The LICK Auckland crew are back in The Woods this weekend, throwing a party like you've never seen to celebrate their third birthday. Being the philanthropic and community-oriented ladies that they are, they're donating $5 from every ticket sold to Rainbow Youth, a K'Rd local and champion of support, information, and advocacy for young queer and trans* people for nearly thirty years.
We caught up with Duncan Matthews, Rainbow Youth's Executive Director, to chat about the day-to-day function of the organisation, what social progress looks like, and making a home among the K'Rd community.
Nice to meet you, Duncan. How did you come to be involved in Rainbow Youth, and what does your day-to-day work involve?
Nice to meet you too, Chlöe!
I first got involved with RainbowYOUTH when I moved to Auckland in 2009. I had been involved in community works in Hamilton before moving up, and saw it as a good way to meet friends outside of the bars, as well as giving back doing something I enjoyed. Over the years, I’ve moved from being a volunteer, to being on the Governance Board, and now as the Executive Director.
Day to day is probably a lot like many jobs - emails! Key things I do are building partnerships between RainbowYOUTH and other community service providers, attracting funding, managing our senior staff, and working with the Governance Board.
Rainbow Youth is turning 27 this year! What was society like when the organisation was established?
Being 28 myself, I don’t have first-hand experience! In researching our history for our 25th celebration in 2014, we came across a number of front page articles outraged that an organisation like RainbowYOUTH was receiving funding. Much like today, there were pockets of supportive people, however I think violence and threats against our communities was a lot more publically acceptable back then than it is now. The issue of Transgender and Intersex awareness and rights wasn’t on the table at all, with the whole focus being on gay men and lesbian women.
Fast forward to 2016, how has society since changed, legally, attitudes, and otherwise?
While sometimes it doesn’t feel like it, I think society has moved on a loooong way since 1989. We are now able to talk about the rights and needs of Rainbow (LGBTI) people in public and government forums openly. Even the most ‘right/conservative’ of groups in New Zealand (I think) have a base level of respecting our right to physical safety.

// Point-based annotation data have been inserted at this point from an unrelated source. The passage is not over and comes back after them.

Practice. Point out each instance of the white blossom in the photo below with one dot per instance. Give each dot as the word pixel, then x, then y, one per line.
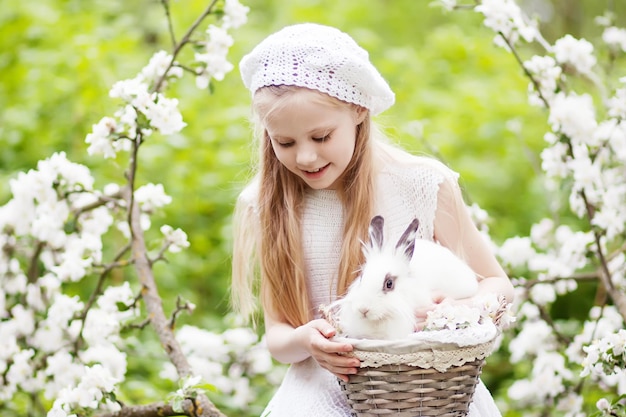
pixel 575 52
pixel 177 239
pixel 151 197
pixel 547 74
pixel 615 37
pixel 505 16
pixel 573 115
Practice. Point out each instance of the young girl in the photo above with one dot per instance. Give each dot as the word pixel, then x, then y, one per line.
pixel 323 172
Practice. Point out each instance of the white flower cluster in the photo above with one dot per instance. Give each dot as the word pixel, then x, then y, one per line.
pixel 211 60
pixel 56 220
pixel 113 134
pixel 506 17
pixel 606 357
pixel 228 361
pixel 585 155
pixel 448 316
pixel 146 109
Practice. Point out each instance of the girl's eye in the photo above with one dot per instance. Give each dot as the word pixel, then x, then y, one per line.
pixel 322 139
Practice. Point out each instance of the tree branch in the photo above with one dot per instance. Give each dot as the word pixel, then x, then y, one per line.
pixel 203 407
pixel 183 42
pixel 150 410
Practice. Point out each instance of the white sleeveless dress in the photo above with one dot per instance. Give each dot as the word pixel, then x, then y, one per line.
pixel 403 193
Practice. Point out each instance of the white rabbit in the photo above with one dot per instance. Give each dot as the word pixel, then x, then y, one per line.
pixel 397 280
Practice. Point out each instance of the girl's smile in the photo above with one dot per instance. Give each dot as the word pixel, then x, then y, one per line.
pixel 312 138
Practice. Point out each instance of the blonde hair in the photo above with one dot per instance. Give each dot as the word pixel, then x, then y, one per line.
pixel 270 235
pixel 267 221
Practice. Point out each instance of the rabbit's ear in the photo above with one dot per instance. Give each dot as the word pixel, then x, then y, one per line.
pixel 406 243
pixel 376 232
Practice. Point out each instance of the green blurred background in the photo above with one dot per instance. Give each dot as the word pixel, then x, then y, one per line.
pixel 458 97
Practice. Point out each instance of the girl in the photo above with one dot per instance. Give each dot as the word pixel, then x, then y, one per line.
pixel 323 172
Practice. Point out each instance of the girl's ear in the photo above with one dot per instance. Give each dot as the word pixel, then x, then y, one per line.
pixel 361 114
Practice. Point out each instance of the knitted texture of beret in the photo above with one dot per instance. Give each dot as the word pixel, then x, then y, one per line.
pixel 320 58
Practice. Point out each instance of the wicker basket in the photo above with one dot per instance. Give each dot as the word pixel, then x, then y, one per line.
pixel 407 390
pixel 408 378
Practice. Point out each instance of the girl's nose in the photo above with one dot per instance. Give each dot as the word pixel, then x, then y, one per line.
pixel 305 155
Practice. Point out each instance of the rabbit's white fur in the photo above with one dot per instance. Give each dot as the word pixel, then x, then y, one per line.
pixel 397 280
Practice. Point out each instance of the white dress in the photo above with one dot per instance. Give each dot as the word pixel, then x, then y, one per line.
pixel 402 194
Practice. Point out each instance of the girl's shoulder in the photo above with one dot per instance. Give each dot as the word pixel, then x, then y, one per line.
pixel 402 166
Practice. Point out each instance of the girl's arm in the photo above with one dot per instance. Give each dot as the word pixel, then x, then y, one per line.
pixel 290 345
pixel 455 229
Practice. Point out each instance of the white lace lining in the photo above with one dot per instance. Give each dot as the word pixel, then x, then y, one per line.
pixel 440 349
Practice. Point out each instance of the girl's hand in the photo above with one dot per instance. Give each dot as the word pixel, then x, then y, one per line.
pixel 315 335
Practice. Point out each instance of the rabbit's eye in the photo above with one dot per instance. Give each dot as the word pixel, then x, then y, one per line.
pixel 389 283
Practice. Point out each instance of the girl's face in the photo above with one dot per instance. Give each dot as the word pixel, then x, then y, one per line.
pixel 313 138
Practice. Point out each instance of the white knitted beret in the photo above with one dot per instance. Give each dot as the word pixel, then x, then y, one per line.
pixel 321 58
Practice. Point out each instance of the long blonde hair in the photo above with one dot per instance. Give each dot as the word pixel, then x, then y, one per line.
pixel 268 239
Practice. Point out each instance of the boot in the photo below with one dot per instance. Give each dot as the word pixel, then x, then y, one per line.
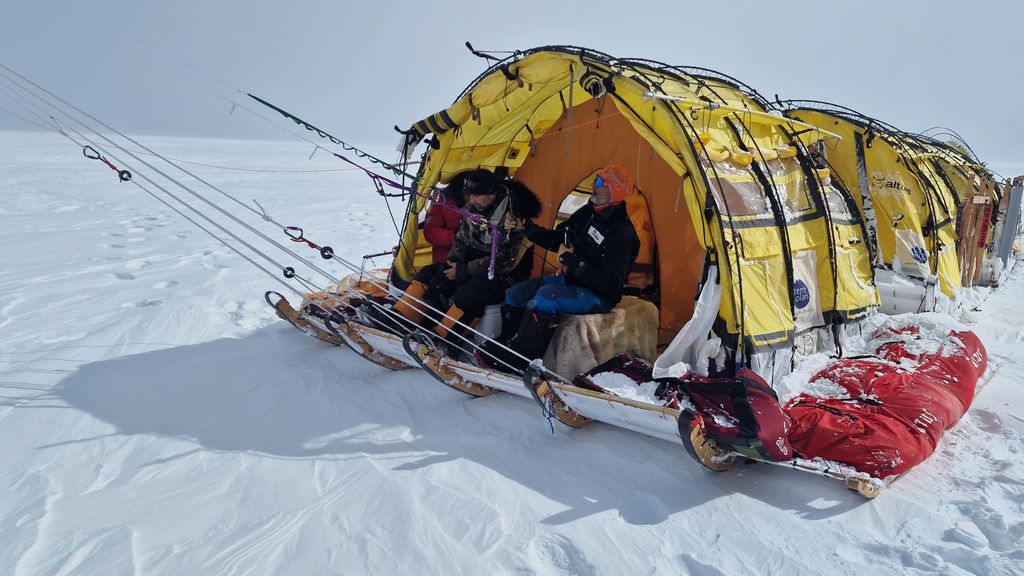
pixel 535 334
pixel 446 325
pixel 411 302
pixel 530 339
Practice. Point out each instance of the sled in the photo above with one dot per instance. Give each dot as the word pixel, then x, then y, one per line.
pixel 292 316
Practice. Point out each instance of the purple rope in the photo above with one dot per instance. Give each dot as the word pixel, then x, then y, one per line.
pixel 474 218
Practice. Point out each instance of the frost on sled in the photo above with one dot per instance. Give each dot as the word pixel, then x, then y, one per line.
pixel 757 242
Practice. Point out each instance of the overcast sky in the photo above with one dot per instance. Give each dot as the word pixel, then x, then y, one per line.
pixel 358 68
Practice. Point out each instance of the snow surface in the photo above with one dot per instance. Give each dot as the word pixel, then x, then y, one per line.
pixel 159 419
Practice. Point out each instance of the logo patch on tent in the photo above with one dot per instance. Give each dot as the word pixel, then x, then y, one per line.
pixel 801 294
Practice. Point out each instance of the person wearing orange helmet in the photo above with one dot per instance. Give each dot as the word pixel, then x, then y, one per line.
pixel 597 247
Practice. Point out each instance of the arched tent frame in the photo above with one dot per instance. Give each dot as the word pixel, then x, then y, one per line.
pixel 705 152
pixel 905 194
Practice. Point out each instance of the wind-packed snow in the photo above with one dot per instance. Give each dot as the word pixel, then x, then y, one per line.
pixel 157 418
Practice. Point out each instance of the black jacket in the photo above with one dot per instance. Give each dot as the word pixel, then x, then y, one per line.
pixel 604 247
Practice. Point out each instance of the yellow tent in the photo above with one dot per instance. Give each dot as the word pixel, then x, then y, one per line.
pixel 724 181
pixel 906 197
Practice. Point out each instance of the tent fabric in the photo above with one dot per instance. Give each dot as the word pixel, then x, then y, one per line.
pixel 725 181
pixel 898 406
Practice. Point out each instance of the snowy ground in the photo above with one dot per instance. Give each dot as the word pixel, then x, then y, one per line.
pixel 158 419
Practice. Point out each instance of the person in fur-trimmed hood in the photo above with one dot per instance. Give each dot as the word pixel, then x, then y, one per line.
pixel 460 284
pixel 597 246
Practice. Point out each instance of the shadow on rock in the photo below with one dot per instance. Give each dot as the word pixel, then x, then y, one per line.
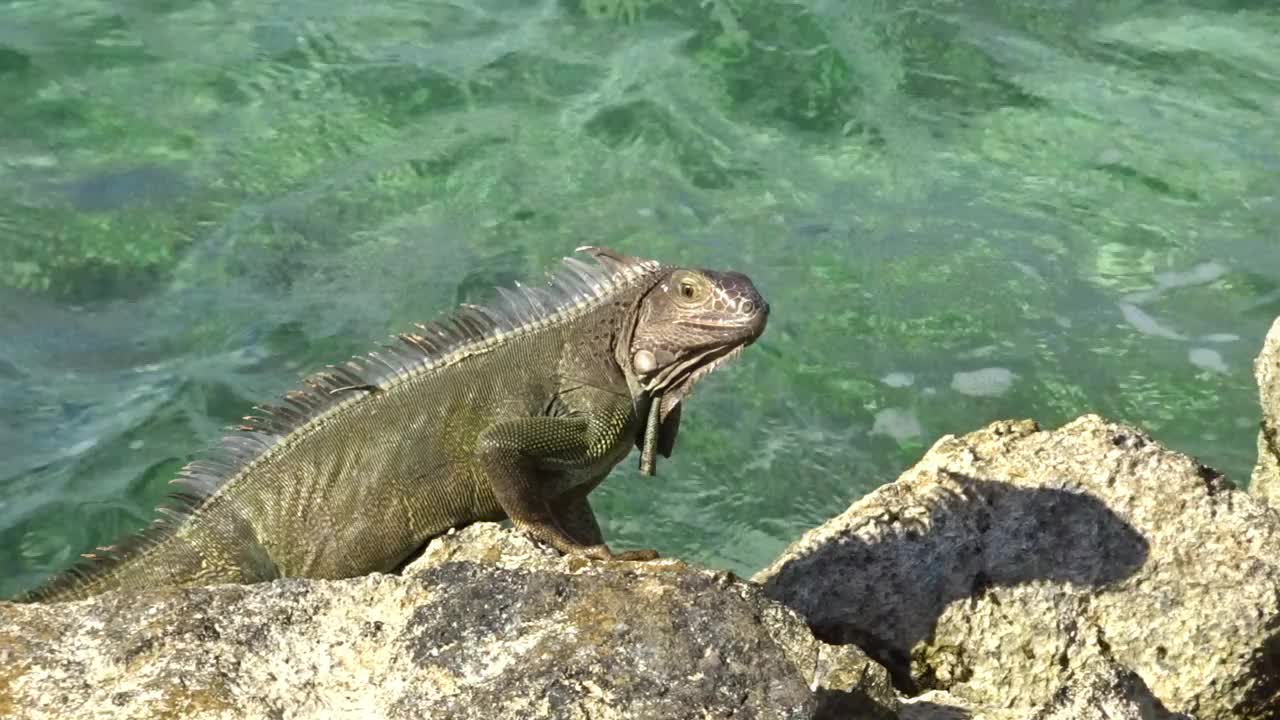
pixel 901 559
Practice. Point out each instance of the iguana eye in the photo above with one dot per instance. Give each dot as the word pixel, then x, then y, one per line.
pixel 688 290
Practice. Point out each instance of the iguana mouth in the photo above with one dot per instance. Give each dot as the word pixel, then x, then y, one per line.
pixel 675 383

The challenge today is starting to move from the ‘we have the same rights as everyone else in Aotearoa’ message to ‘this is what government and service providers need to do to cater to the unique needs of Rainbow communities’.

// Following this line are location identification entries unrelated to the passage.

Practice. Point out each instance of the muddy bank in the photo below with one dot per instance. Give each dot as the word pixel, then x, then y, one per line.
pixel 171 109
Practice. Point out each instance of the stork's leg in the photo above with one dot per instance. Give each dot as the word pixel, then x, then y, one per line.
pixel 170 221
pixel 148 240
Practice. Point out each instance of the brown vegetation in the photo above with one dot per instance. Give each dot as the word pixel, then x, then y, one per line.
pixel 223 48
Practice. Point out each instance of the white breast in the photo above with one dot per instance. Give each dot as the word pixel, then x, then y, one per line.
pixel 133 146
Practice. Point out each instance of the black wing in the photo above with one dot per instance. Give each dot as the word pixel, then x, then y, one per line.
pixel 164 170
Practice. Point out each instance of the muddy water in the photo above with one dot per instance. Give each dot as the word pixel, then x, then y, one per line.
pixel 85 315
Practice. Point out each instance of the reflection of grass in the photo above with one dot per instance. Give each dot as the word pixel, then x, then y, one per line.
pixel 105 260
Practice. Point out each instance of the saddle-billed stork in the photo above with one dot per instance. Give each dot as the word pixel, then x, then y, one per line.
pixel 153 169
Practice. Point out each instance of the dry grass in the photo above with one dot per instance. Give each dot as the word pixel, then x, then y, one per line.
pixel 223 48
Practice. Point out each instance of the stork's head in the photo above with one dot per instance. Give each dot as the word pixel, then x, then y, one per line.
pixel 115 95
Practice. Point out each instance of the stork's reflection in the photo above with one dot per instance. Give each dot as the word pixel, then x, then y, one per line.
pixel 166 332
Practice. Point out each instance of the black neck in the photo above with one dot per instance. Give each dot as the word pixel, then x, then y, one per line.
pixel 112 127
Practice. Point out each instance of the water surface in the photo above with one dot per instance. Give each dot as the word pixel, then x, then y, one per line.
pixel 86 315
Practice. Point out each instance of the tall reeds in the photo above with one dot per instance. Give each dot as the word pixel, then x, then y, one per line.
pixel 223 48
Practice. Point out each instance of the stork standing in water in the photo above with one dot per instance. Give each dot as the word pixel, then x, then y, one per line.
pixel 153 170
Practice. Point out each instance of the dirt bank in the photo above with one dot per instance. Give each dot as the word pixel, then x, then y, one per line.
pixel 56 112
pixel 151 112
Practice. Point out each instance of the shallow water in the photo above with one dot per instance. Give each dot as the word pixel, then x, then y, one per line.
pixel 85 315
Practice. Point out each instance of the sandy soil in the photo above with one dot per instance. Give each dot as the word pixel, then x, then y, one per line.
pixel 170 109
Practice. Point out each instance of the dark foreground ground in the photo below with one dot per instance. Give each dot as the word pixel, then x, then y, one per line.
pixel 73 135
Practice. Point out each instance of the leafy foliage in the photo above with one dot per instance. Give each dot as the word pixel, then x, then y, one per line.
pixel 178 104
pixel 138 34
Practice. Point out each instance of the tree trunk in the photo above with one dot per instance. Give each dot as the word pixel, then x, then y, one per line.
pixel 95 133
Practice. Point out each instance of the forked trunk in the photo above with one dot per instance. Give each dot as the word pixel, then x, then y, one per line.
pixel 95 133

Where does Rainbow Youth go from here? What changes are you hoping to see in the next decade?
RainbowYOUTH has an awesome impact and ability to work with young people in the central Auckland area. We have a large impact on government policy around LGBTI Youth, and on how other organisations work to support LGBTI youth.
Our key areas of focus for the next few years is to grow the support available to young people who don’t live in the main urban areas of New Zealand. For example, in 2014 we started the ‘TaurangaPryde’ youth group in Tauranga, the first kind of LGBTI youth support available there, ever. It has had a huge impact in its short two years, and is very well attended.
You’ve just moved to a new premises, from your space on K’Rd to a slightly bigger one just off of K’Rd, on Abbey Street. How are the new digs, and what prompted the move?
Replace ‘slightly bigger’ with ‘massively bigger’! Our new space is over 3 times larger than at 281 K’rd. Our new digs are awesome! We are able to offer more resources and services to young people from our new space.
The move was prompted by needing more space for our staff to work in, to allow them to be effective in a lot of the ‘back office’ stuff that we do. At our peak of 7 staff in 2015, we were only able to physically fit 4 of them in the one ‘office’ that we did have at any one time….
An important aspect I think is the ‘pride’ that young people can take in a space that is 100% dedicated and run to LGBTI youth. This new space is much nicer, has windows, and doesn’t seem like we’re hidden away in a little corner of K’Rd.
What is it about K’Rd that keeps you in the neighbourhood?
K’Rd has been, and I think will continue to be, the focus of much of the Rainbow community in Auckland, and even New Zealand. It is the melting pot where you have RainbowYOUTH next to churches next to strip clubs. A lot of our young people call this area home, and have ready access to it by public transport.
What does Rainbow Youth mean to you?
RainbowYOUTH means a huge amount to me, it provided me with a place to call home when I first moved to Auckland and when I didn’t have close connections to my biological family. I have met the majority of my friends through RainbowYOUTH. It has provided me with a huge number of professional opportunities, training, networking and first-hand experience. It's probably not healthy, but RainbowYOUTH is pretty much my life!